戦時中の1944年の運行形態は32系統(王子駅前~早稲田)、37系統(三ノ輪橋~大塚駅前)、38系統(三ノ輪橋~赤羽)の三系統で運行された。戦後は27系統(三ノ輪橋~赤羽)と32系統(荒川車庫前~早稲田)の二系統に改編された。27系統は1972年11月に赤羽線が廃止されると、三ノ輪橋~王子駅前の短縮運転となった。
1974年10月、27・32系統の存続が決まり、両系統を一体化した呼称の「荒川線」がスタートした。ここに、長年親しまれてきた都電の系統番号は終止符を打った。同時に路線名も旧呼称を廃止して荒川線(三ノ輪橋~早稲田)に改称され、現在に至っている。
余談であるが、荒川線存続と同時に経営合理化のための「ワンマンカー」の導入が決まり、1977年10月からワンマン・ツーマン混合運転となった。
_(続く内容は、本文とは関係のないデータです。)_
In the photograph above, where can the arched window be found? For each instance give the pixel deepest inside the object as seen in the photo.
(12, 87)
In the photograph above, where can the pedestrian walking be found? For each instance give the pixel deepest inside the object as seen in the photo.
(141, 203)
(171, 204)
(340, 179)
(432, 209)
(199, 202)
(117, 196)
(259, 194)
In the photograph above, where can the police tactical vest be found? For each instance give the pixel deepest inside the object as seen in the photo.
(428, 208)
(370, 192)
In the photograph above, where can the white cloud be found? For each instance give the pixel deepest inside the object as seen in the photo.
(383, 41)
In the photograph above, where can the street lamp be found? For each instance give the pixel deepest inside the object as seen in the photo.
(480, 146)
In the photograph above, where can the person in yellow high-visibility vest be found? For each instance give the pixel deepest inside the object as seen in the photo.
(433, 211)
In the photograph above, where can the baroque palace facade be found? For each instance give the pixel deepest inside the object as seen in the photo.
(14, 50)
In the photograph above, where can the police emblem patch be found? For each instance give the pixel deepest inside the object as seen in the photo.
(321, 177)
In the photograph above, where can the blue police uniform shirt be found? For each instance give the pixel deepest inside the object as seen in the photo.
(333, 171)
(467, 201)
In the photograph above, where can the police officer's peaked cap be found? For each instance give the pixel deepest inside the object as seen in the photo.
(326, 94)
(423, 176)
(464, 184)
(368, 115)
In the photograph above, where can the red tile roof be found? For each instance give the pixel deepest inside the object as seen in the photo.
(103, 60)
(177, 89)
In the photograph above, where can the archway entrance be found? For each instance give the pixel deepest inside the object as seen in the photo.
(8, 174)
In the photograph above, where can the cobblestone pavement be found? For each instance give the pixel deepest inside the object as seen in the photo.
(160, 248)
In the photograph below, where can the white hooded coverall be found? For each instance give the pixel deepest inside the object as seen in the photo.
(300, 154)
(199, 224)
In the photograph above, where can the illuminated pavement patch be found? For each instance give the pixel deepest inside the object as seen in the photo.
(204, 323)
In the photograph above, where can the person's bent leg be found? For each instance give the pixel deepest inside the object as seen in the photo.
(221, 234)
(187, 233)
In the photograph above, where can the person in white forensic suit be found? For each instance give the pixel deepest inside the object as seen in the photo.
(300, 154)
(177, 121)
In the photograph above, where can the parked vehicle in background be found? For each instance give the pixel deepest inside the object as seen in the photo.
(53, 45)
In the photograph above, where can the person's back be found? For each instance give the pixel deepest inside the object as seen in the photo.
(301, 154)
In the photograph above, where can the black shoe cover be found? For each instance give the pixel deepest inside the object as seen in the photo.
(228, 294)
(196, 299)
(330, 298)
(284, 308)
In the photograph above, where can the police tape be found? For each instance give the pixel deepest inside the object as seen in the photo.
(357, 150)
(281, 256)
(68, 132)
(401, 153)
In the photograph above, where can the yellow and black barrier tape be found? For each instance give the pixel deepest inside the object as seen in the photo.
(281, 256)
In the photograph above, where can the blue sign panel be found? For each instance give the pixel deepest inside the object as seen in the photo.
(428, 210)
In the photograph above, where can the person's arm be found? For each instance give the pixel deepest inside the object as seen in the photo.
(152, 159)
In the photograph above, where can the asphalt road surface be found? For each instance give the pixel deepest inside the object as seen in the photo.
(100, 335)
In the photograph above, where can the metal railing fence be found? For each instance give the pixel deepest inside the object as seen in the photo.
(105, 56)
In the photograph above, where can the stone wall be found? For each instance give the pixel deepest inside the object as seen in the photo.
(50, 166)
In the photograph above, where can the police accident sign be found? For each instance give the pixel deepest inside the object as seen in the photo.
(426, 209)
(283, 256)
さらに1978年4月、7000型の車体更新、7500型のワンマン改造が完了したことで、オールワンマンカーによる運転となった。
■半世紀前の王子駅前と製紙博物館
写真は、通三丁目に折り返す19系統の都電が複線軌道の中央に敷設された折り返し線に入り、王子駅前で待機していた27系統三ノ輪橋行きと行き交うシーンを撮影した。